# 6.5. Planning for Autonomous Driving.#

Motion primitives provide a computationally efficient tool for fast, local motion planning.

In previous chapters, we have mainly considered two kinds of planning problems. For the trash sorting robot, vacuum cleaning robot, and warehouse robot, we focused on the problem of making the best decisions in the presence of uncertainty. In these problems, we used probability theory to quantify uncertainty, and developed policies to maximize the expected benefit (or to minimize the expected cost) of executing actions in a given state. In contrast, for the differential drive robot (DDR), we considered the purely geometric problem of planning collision-free paths.

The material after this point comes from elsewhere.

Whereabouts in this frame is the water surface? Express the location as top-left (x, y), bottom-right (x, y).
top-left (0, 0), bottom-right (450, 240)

A common characteristic of these is that each addresses a global problem. For MDPs, we used value or policy iteration to establish a policy over the entire state space. For DDRs, we searched the entire configuration space for a collision-free path. Furthermore, the methods we developed for both problems were completely general. Our probabilistic approaches work for arbitrary probability distributions, reward functions, and system dynamics. Our geometric approaches to path planning work for arbitrary environments, and can easily be extended to robots with complex dynamics (e.g., we will extend RRTs to the case of drones in the next chapter).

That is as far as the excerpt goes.